We run so we can eat, right? Okay, okay, I do toss that around here quite frequently because, yes, being a runner entitles us to be a little more gluttonous than our slothy counterparts. BUT at the same time it would be a lie if I said that I only eat crap. And despite all of food gorging stories you share with a rightful amount of pride, wolfing down a whole pizza and ice cream by the pints is pretty cool when ‘earned’, I’m pretty sure 90% of you do too.
It’s a balance thing but it’s also that as runners I feel we fall into the healthier living category, no? In my most recent Competitor.com article: ‘The Runner’s Guide to Eating Out’ I’ve got the line, “Competitive athletes are wise enough to acknowledge that what goes into their mouths has a direct correlation to what their legs can put out.”
Despite those hamburgers larger than our heads and boxes of Pop-Tarts the majority of our diets are made up of ‘better’ choices or at least making sure we DO get in the necessary nutrients to fuel our body right. To fuel us for performance. We are running ‘machines’ not just pretty, cool bodies to look at. Yea, runner bodies are way cooler to look at too, but that’s beside the point.
I’ve talked about my little filling the foundation of your house with the ‘good’ stuff and do what you will with the attic before and that applies here.
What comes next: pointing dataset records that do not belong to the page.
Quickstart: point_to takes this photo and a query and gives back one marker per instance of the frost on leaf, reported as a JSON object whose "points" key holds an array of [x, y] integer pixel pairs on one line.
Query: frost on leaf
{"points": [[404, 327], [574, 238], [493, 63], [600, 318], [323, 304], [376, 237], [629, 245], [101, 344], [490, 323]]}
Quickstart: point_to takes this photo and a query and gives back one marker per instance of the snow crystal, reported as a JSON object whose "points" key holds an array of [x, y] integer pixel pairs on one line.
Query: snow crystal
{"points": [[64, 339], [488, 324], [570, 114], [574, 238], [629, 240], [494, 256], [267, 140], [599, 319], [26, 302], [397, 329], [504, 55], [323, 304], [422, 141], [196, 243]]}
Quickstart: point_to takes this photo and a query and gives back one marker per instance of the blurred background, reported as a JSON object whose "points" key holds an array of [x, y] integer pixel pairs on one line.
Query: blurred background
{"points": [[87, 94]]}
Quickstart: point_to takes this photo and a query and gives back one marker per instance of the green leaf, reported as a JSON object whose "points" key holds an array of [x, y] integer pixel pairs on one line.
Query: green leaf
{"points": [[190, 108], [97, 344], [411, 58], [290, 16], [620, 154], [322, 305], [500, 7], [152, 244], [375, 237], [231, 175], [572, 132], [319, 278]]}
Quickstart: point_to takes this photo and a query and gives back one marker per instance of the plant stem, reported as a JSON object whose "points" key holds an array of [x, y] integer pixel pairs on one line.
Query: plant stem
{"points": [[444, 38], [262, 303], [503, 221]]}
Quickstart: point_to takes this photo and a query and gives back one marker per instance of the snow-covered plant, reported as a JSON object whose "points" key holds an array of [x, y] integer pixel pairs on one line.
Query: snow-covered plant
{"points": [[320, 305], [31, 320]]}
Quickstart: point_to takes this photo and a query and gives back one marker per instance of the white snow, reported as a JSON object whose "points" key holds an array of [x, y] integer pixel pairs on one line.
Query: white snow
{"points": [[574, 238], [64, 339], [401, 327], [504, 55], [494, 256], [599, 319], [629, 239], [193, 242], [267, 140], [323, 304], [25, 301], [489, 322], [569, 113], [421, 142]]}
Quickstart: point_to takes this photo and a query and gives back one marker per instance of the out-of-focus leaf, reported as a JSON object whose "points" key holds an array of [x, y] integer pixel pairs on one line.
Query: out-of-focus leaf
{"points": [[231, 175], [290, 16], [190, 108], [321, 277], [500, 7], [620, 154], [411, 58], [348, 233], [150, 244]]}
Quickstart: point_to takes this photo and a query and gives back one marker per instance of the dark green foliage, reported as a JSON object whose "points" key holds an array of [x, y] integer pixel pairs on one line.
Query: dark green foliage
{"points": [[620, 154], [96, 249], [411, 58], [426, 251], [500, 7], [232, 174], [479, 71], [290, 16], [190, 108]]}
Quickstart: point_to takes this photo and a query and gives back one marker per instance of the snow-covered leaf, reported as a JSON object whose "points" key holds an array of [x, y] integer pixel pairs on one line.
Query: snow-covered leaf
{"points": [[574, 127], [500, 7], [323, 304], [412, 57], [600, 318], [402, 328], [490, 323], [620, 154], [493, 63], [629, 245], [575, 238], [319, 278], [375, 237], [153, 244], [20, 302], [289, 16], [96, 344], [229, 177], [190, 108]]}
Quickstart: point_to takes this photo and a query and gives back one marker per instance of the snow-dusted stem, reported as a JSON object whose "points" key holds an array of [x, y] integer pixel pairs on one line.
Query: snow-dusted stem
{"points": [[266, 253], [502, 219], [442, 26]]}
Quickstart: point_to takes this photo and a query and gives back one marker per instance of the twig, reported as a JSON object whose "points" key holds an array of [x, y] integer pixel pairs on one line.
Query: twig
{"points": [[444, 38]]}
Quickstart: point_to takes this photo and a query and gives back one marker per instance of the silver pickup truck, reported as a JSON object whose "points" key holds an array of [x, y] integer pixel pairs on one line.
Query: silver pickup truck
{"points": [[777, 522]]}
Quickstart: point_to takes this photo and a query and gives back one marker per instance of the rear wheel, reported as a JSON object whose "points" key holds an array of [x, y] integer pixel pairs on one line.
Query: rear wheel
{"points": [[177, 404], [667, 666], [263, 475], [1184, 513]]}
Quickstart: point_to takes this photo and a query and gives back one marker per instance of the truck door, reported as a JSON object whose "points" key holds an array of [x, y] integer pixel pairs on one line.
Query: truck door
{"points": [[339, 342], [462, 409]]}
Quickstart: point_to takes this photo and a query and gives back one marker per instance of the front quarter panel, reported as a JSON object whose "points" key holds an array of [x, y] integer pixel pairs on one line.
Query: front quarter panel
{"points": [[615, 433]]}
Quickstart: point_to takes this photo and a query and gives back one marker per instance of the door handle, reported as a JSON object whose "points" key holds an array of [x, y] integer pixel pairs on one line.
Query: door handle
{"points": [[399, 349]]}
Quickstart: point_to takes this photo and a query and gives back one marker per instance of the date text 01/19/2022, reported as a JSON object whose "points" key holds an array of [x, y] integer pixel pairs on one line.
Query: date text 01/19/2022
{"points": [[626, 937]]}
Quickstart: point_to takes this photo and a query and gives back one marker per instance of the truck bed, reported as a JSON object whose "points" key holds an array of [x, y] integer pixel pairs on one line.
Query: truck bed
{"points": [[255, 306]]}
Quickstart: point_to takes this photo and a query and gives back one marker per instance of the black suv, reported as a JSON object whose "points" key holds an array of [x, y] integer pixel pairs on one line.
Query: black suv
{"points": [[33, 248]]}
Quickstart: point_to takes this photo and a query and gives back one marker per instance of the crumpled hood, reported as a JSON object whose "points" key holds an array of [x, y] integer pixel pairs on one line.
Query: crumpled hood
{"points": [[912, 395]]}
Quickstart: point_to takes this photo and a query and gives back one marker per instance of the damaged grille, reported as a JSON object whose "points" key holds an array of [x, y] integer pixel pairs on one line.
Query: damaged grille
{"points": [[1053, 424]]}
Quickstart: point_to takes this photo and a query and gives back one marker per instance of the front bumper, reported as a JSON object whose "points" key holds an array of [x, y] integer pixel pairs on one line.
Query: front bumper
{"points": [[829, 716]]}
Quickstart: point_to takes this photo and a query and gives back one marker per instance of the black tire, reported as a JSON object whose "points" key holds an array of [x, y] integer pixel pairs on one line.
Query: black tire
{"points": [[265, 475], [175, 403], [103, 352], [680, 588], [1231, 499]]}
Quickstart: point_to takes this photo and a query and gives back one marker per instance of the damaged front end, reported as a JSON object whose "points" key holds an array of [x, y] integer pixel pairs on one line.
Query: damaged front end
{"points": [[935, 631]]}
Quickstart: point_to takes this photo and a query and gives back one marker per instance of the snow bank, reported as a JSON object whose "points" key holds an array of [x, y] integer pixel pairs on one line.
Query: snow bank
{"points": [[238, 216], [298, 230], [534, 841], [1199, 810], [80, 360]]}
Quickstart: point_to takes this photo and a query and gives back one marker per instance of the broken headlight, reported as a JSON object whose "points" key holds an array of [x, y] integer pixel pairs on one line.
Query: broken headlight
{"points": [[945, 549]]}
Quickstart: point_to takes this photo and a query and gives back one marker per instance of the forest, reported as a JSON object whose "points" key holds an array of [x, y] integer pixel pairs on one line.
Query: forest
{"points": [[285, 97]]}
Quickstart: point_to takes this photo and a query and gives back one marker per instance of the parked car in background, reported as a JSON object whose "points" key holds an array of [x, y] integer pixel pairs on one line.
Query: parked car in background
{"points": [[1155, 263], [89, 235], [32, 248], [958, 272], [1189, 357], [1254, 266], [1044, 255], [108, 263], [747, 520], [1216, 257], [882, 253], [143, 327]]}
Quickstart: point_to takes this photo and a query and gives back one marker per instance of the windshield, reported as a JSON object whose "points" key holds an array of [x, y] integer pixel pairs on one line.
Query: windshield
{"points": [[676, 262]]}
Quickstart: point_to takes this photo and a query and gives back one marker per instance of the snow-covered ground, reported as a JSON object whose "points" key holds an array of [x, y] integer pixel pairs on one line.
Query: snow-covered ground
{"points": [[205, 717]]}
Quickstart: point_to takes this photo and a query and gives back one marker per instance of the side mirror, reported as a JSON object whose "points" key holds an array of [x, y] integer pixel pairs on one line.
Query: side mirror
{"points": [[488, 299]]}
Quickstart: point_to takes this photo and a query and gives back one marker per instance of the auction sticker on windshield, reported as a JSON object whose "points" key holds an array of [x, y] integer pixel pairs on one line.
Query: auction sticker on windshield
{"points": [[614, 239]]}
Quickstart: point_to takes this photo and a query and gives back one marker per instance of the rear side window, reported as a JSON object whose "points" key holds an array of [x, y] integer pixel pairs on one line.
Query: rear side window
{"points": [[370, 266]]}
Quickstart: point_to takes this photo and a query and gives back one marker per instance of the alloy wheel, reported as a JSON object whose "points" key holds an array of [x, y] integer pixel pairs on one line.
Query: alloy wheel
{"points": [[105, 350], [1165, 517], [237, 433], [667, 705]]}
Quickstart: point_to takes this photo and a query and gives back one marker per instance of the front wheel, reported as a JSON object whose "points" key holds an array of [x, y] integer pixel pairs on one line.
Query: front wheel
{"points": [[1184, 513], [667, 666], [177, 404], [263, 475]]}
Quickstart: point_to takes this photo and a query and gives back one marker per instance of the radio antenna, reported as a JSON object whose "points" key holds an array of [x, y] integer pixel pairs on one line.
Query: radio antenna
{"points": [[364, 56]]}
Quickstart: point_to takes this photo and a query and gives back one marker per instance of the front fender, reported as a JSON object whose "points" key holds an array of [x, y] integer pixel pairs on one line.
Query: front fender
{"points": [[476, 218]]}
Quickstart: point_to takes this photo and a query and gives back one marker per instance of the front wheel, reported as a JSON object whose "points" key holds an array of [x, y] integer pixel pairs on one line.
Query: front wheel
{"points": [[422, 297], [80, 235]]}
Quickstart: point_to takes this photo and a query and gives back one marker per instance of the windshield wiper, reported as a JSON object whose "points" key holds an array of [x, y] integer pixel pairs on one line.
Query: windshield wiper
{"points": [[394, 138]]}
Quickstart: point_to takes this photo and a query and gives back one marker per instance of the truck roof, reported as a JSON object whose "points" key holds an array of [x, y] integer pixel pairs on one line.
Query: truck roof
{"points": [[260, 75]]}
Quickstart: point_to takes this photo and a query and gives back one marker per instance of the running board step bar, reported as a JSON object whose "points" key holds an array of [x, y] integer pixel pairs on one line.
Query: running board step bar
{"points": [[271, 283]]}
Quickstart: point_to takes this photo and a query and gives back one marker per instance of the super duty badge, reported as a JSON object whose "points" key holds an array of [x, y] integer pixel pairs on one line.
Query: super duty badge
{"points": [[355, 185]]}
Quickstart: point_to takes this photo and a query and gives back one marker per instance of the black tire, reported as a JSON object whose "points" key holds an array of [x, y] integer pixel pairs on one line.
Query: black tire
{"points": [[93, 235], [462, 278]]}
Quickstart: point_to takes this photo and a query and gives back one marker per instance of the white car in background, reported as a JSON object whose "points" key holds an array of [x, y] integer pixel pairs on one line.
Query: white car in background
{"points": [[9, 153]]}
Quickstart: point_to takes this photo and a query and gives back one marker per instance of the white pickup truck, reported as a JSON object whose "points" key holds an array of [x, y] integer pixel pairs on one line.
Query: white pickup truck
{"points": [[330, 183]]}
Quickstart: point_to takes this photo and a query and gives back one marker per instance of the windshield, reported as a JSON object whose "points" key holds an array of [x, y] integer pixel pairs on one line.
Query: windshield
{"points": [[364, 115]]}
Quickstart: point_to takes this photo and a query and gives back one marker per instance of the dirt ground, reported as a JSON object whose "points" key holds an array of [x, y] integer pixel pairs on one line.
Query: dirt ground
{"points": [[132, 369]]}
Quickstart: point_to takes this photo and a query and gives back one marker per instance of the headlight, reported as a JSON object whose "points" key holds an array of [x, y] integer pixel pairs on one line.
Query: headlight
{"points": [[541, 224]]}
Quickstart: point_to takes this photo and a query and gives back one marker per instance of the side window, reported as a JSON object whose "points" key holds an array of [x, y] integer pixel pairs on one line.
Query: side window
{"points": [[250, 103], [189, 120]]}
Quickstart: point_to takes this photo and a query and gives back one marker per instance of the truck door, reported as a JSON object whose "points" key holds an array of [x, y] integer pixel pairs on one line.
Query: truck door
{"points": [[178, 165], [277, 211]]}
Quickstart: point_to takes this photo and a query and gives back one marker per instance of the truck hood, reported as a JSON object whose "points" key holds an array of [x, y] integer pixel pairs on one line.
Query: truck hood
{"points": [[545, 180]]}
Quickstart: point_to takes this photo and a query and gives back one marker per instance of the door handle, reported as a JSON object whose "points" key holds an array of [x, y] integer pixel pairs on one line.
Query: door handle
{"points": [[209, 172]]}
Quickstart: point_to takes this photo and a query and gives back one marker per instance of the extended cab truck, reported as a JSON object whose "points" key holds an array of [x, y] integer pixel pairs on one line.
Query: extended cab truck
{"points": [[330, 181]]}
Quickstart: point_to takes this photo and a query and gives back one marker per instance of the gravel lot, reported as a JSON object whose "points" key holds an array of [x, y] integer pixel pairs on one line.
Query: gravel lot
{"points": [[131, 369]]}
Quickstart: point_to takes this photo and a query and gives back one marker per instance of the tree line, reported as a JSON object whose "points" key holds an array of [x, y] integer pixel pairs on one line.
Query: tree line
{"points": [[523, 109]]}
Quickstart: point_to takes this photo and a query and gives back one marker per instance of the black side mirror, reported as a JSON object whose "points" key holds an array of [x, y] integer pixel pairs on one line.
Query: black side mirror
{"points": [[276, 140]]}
In tying in with the dining out at restaurants article I wanted to share a little more on what Krista Austin, Ph.D had to say.
* Athletes Aim for Intuitive Eating: Austin stresses that the aim is to listen to your body when gauging how much is enough, “Athletes should always remember to gauge their hunger to help control the volume of food that they eat-if you’re hungry eat and as you get full-stop!” In being a runner part of our JOB is being better attuned to reading the signals from our body, right, we do that all the time in training. For many, listening to those hunger/full cues from your brain is tricky because growing up and our environments/society has skewed our perceptions of hunger, satiety, appetite, cravings, boredom eating, and all of that jazz.
* Runner Entitlement: Here’s what I was talking about in filling that attic and being ‘entitled’ to eating more freely than most. “My policy is that at least once a week every athlete should have a “fun meal” where they don’t think too much about what they are eating and just enjoy fun food-the key is to watch the portion sizes,” says Austin. Win goes to the runners here, bring on the food trough. Juuuust kidding.
* Calories CAN Get Sneaky: Okay, here is where I will admit to being downright floored at some of the nutritional stats of restaurants. Krista and I both agree on that one, are they injecting straight lard into some of those dishes to get stats that high?! Sure, now and then eating totally blasé on stats is fine, but if you do make it a habit of going out to eat you might want to school up on the nutritional stats of some of those restaurants. You don’t need to obsess, but just have a little awareness.
* Gluten Intolerant Folks: “Gluten intolerance athletes can go to restaurants like PF Changs or Red Robin that highlight their GF options but if you don’t know whether the food is GF or not, first start by asking if the restaurant knows and then if you must really eat without knowledge just try to ask for food items that we know are GF such as fajitas with corn tortillas or salads with meat on top etc.,” explains Austin. Amy Yoder Begley is a big fan of PF Chang’s especially when traveling for races; she also warns that if you don’t know of something is GF you REALLY need to be careful of cross-contamination in the kitchen. [I did a whole post on more GF living advice.]
* Race Travel: Revisit the article I wrote because it addresses this more in detail, but basically DO NOT try something new the day before or the day of a race, People. We know better…nothing worse than a burrito induced port-a-potty disaster mid-race, no??
* What Can Your Plate Do For YOU and you the RUNNER?: It’s the yin and yang of being a PERSON but also a RUNNER. You want both parts to feel fulfilled and satisfied, “Ask yourself when choosing menu items, 1)what will the food do for me? Is it going to refill my glycogen stores, help me recover from training, help me obtain the body composition I desire? and then 2) does it contain foods that will make me fill satisfied so I don’t then go for other foods later when I’m not even hungry just because I didn’t like what I ate,” explains Austin.
Runners and nutrition is an interesting topic to put it bluntly. It shouldn’t be as ridiculous as it is sometimes, but such is the nature of the beast. Keep things from erring on the side of driving yourself insane; the best runners I know are adept at finding the balance of person and runner.
Enjoy the entitlement that being a calorie-furnace runner but still be mindful of the times when you’re eating to perform.
1) Do you go out to eat very often? If so, what are some of your favorite spots?
2) When you do go out to eat, what kinds of things do you seek out? How do you balance the person and the runner?
3) What is your stance on having nutritional information available on more and more restaurant menus either online or on site?
I think having them available online or if you ask for them at the place is good; I don’t think necessarily on the full menu only because at the same time if you don’t want to feel guilty on something you shouldn’t feel forced into that guilt. Lol.
4) If you’re gluten intolerant, what are some of your favorite restaurants?